The car was largely designed by two of the Riley brothers, Percy and Stanley. Stanley was responsible for the chassis, suspension and body and the older Percy designed the engine.
The 1087 cc four-cylinder engine had hemispherical combustion chambers with the valves inclined at 45 degrees in a crossflow head. To save the expense and complication of overhead camshafts, the valves were operated by two camshafts mounted high in the crankcase through short pushrods and rockers. The engine was mounted in the chassis by a rubber bushed bar that ran through the block with a further mount at the rear of the gearbox. Drive was to the rear wheels through a torque tube and spiral bevel live rear axle mounted on semi elliptic springs.
At launch in July 1926 two body styles were available, a fabric bodied saloon called the Monaco at £285 and a fabric four-seat tourer for £235. The saloon could reach 60 mph (97 km/h) and give 40 mpg-imp (7.1 L/100 km; 33 mpg-US). Very quickly a further two bodies were offered, the San Remo, an artillery wheeled basic saloon and a 2-seater plus dickie open tourer and there was also the option of a steel panelling rather than fabric for the four-seater tourer.
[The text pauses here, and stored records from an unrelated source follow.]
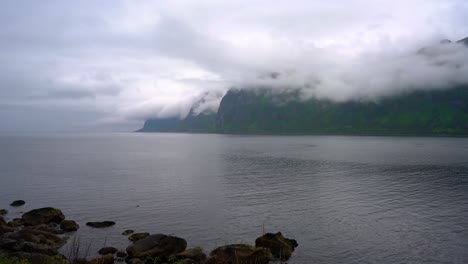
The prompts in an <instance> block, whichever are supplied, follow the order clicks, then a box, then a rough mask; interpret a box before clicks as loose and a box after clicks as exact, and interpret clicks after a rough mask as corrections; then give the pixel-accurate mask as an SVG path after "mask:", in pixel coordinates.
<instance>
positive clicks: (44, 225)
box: [34, 224, 65, 235]
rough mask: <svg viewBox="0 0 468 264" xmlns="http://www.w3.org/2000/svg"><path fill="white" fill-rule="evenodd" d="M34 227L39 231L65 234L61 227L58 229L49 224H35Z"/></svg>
mask: <svg viewBox="0 0 468 264" xmlns="http://www.w3.org/2000/svg"><path fill="white" fill-rule="evenodd" d="M34 229H36V230H41V231H44V232H48V233H52V234H56V235H63V234H65V231H63V230H61V229H58V228H54V227H51V226H49V225H46V224H42V225H37V226H35V227H34Z"/></svg>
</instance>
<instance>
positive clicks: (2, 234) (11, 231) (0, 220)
mask: <svg viewBox="0 0 468 264" xmlns="http://www.w3.org/2000/svg"><path fill="white" fill-rule="evenodd" d="M14 231H15V228H13V227H10V226H7V225H6V224H4V223H1V220H0V235H3V234H5V233H10V232H14Z"/></svg>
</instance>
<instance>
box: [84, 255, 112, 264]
mask: <svg viewBox="0 0 468 264" xmlns="http://www.w3.org/2000/svg"><path fill="white" fill-rule="evenodd" d="M113 263H114V256H113V255H112V254H108V255H105V256H102V257H100V258H95V259H92V260H90V261H88V264H113Z"/></svg>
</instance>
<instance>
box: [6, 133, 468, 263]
mask: <svg viewBox="0 0 468 264" xmlns="http://www.w3.org/2000/svg"><path fill="white" fill-rule="evenodd" d="M15 199H24V200H26V201H27V204H26V205H25V206H24V207H21V208H18V209H14V208H8V204H9V202H11V201H12V200H15ZM44 206H53V207H57V208H60V209H62V210H63V212H64V213H65V215H66V216H67V218H69V219H74V220H76V221H78V223H79V224H80V225H81V229H80V230H79V231H78V232H77V233H76V234H75V236H77V237H79V238H80V242H81V243H84V244H89V243H92V250H93V252H92V253H94V250H95V249H96V248H100V247H102V246H104V245H111V246H116V247H119V248H121V249H124V248H125V247H126V245H128V243H129V242H128V241H127V240H126V237H125V236H122V235H121V234H120V233H121V232H122V231H123V230H125V229H134V230H136V231H138V232H140V231H141V232H145V231H146V232H150V233H164V234H174V235H177V236H180V237H183V238H185V239H187V241H188V244H189V247H192V246H202V247H203V248H204V249H205V251H206V252H209V251H210V250H212V249H213V248H215V247H216V246H220V245H224V244H228V243H254V241H255V238H256V237H258V236H259V235H261V234H262V233H263V232H277V231H281V232H282V233H283V234H284V235H285V236H286V237H290V238H294V239H296V240H297V241H298V243H299V247H298V248H297V250H296V252H295V253H294V255H293V258H292V259H291V261H289V262H288V263H298V264H299V263H300V264H303V263H466V262H468V250H467V249H468V139H466V138H418V137H411V138H404V137H334V136H233V135H193V134H140V133H128V134H81V135H80V134H73V135H41V136H7V135H5V136H0V208H5V207H7V208H8V209H10V214H9V215H7V216H8V217H9V218H13V217H18V216H20V214H21V212H24V211H27V210H30V209H35V208H38V207H44ZM100 220H112V221H116V222H117V224H116V225H115V226H114V227H111V228H107V229H99V230H96V229H91V228H89V227H86V226H85V222H87V221H100Z"/></svg>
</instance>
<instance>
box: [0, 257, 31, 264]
mask: <svg viewBox="0 0 468 264" xmlns="http://www.w3.org/2000/svg"><path fill="white" fill-rule="evenodd" d="M0 264H31V262H30V261H29V260H27V259H17V258H8V257H0Z"/></svg>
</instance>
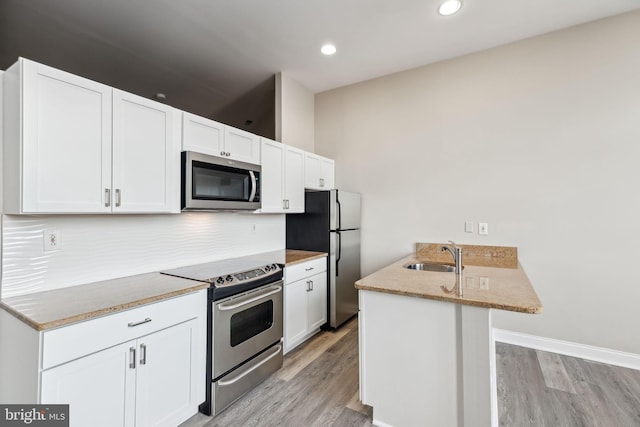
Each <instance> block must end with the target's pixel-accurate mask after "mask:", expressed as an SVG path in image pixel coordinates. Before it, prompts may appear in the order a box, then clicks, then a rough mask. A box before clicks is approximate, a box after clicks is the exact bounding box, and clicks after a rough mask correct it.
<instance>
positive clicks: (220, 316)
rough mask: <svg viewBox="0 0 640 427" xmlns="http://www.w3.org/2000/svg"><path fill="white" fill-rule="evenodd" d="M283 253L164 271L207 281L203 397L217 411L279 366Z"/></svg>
mask: <svg viewBox="0 0 640 427" xmlns="http://www.w3.org/2000/svg"><path fill="white" fill-rule="evenodd" d="M283 266H284V251H278V252H270V253H266V254H259V255H252V256H248V257H242V258H233V259H229V260H222V261H215V262H211V263H206V264H199V265H192V266H187V267H181V268H177V269H174V270H168V271H163V272H162V273H163V274H169V275H172V276H177V277H182V278H185V279H192V280H198V281H203V282H208V283H210V284H211V287H210V288H209V308H208V316H207V317H208V319H207V320H208V326H207V334H208V336H207V400H206V401H205V402H204V403H203V404H202V405H200V412H202V413H204V414H206V415H216V414H218V413H220V412H221V411H222V410H224V409H225V408H226V407H227V406H229V405H230V404H232V403H233V402H234V401H236V400H237V399H238V398H240V397H241V396H242V395H243V394H245V393H246V392H248V391H249V390H251V389H252V388H253V387H255V386H256V385H257V384H259V383H261V382H262V381H263V380H264V379H266V378H267V377H268V376H269V375H271V374H272V373H273V372H275V371H277V370H278V369H280V367H281V366H282V328H283V327H282V323H283V321H282V293H283V292H282V289H283V281H282V277H283Z"/></svg>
After the cars 1926 launch, Mark 1 production actually started in 1927 at Percy's engine factory, due to some resistance in the main works to the new design. It was such a critically acclaimed success that after less than a thousand cars had been produced the works quickly shut down side-valve production and tooled up for the new Nine in early 1928. This switch to the main factory coincided with several modernisations of the Mark 1 - the cone clutch was dropped, the gear lever and handbrake were moved from the right to the centre of the car and a Riley steering box was adopted becoming the Mark II. The Mark III was a gentle update of the II at the end of 1928, evolving stronger wheels and a different arrangement of rods to the rear brakes.
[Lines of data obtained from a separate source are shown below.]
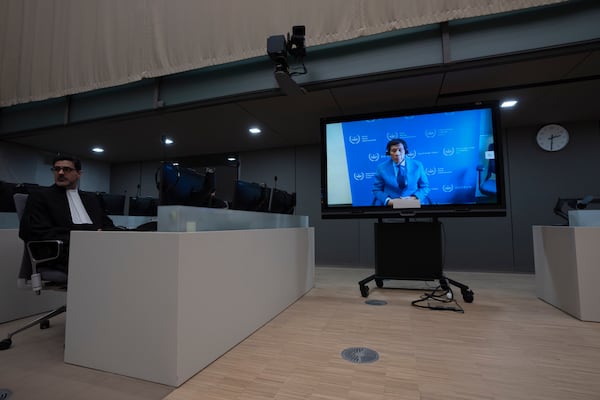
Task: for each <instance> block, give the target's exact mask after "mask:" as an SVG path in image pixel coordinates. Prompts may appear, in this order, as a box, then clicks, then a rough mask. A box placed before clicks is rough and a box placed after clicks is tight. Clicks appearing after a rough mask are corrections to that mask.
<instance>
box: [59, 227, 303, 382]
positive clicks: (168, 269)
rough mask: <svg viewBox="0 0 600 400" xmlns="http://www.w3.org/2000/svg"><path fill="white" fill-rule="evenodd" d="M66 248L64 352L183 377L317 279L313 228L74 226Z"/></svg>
mask: <svg viewBox="0 0 600 400" xmlns="http://www.w3.org/2000/svg"><path fill="white" fill-rule="evenodd" d="M70 257H71V258H70V265H71V267H70V271H69V291H68V299H67V300H68V301H67V304H68V307H67V327H66V342H65V361H66V362H68V363H72V364H77V365H82V366H85V367H90V368H95V369H100V370H104V371H109V372H113V373H117V374H122V375H127V376H131V377H135V378H140V379H145V380H149V381H153V382H158V383H162V384H166V385H171V386H179V385H181V384H182V383H183V382H185V381H186V380H187V379H189V378H190V377H192V376H193V375H194V374H196V373H197V372H198V371H200V370H201V369H203V368H204V367H206V366H207V365H208V364H210V363H211V362H212V361H214V360H216V359H217V358H218V357H220V356H221V355H222V354H224V353H225V352H227V351H228V350H229V349H230V348H232V347H233V346H235V345H236V344H238V343H239V342H241V341H242V340H244V339H245V338H246V337H248V336H249V335H250V334H252V333H253V332H254V331H255V330H256V329H258V328H260V327H261V326H262V325H264V324H265V323H267V322H268V321H269V320H271V319H272V318H273V317H275V316H276V315H277V314H278V313H280V312H281V311H283V310H284V309H285V308H286V307H288V306H289V305H291V304H292V303H294V302H295V301H296V300H297V299H299V298H300V297H301V296H302V295H304V294H305V293H306V292H308V291H309V290H310V289H311V288H312V287H313V285H314V228H285V229H256V230H229V231H209V232H189V233H187V232H73V233H72V235H71V253H70ZM74 266H77V267H74Z"/></svg>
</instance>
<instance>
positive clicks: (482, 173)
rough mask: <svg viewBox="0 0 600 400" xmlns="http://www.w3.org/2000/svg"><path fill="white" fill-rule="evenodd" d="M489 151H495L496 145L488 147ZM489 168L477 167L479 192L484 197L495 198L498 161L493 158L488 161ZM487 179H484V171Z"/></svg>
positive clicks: (492, 145) (488, 149)
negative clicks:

The Mark IV was a thorough re working of the Nine - heavier Riley made 6-stud axles replaced the bought in 5-stud rod brake items and a new cable braking system was introduced with larger drums.The range of bodies was further extended in 1929 with the Biarritz saloon which was a de-luxe version of the Monaco. The improved brakes were fitted using the Riley continuous cable system and if the cable stretched it could be adjusted from the driver's seat.
More body variants were added over the next few years and in 1934 a Preselector gearbox was offered for £27 extra. The range was slimmed down in 1935 to the Monaco saloon, Kestrel streamlined saloon and Lynx four-seat tourer as the works started gearing up for production of the new 12 hp model.
In an attempt to keep costs down Riley entered into an agreement with Briggs bodies to produce a steel (non coach-built) body for a newly designed chassis. This new chassis was introduced in 1936 and incorporated such features as Girling rod operated brakes and a prop shaft final drive for the Nine (though the 12 hp variant retained the torque tube). The Briggs body was named the Merlin and was available alongside the last nine Kestrel variant, also built on the "Merlin" chassis.
The Briggs body evolved through 1937 with a large boot extension to be called the Touring Saloon and an additional body style was added on the same chassis - the higher specified special series Monaco (a completely new design from the previous car). The final version (and last nine model) was the 1938 Victor also available with 1496 cc engine. The Victor had the engine further forward to increase interior room, the battery moved to the engine bay and smaller diameter wheels.
The Riley company was bought by Lord Nuffield in 1938 and nine production ceased as the company pursued a strict 2 engine line up, continued after the war with the RM series.